Wednesday, October 3, 2012
A three-judge panel of the Second Circuit extended an earlier temporary stay of district Judge Katherine B. Forrest's ruling that the government's detention authority in Section 1021 of the National Defense Authorization Act was unconstitutional.
The stay means that Judge Forrest's ruling does not go into effect unless and until the Second Circuit affirms it. But the panel ruling also put the case on an expedited briefing schedule, with the government's opening brief due on November 2. The reasons given by the panel suggest that the Second Circuit is all but certain to reverse Judge Forrest's ruling.
We previously posted on Judge Forrest's ruling, with background and analysis. Recall that Section 1021 authorizes detention of any "covered person," defined as follows:
(2) A person who was part of or substantially supported al-Qaeda, the Taliban, or associated forces that are engaged in hostilities against the United States or its coalition partners, including any person who has committed a belligerent act or has directly supported such hostilities in aid of such enemy forces.
But the Section also says that it's not intended to change the scope of detention authority under the AUMF.
Plaintiffs, a group of writers, journalists, and activists, sued, arguing that the Section's language was pliable enough to include them, putting them at risk of detention. The core of their case was that Section 1021 swept more broadly than the government's prior detention authority under the AUMF. They also said it was unconstitutionally vague and violated their First Amendment rights. The government maintained that Section 1021 only codified existing detention authority. Judge Forrest agreed with the plaintiffs and issued a permanent injunction.
Soon after Judge Forrest ruled, however, an applications judge entered a temporary stay. The panel's ruling made that stay permanent, pending appeal.
The panel issued the stay for three reasons.

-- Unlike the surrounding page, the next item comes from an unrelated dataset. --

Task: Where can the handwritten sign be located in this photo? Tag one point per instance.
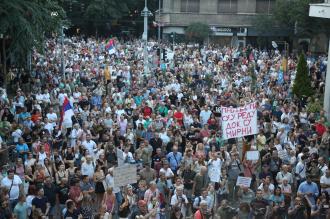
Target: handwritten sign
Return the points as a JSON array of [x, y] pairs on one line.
[[252, 155], [239, 122], [120, 157], [243, 181], [283, 154], [125, 175]]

First, it said that the government clarified that the plaintiffs "are in no danger whatsoever of ever being captured and detained by the U.S. military." Next, it said that the Section on its face does not affect existing rights of U.S. citizens or others arrested in the United States. (Compare Judge Forrest's ruling, which held that Section 1021 expanded government detention authority that existed under the AUMF.) Finally, it said that Judge Forrest's injunction "appears to go beyond [Section 1021] itself and to limit the government's authority under the [AUMF]."
The panel's curt reasons suggests that the Second Circuit is quite likely to reverse Judge Forrest's ruling on the merits.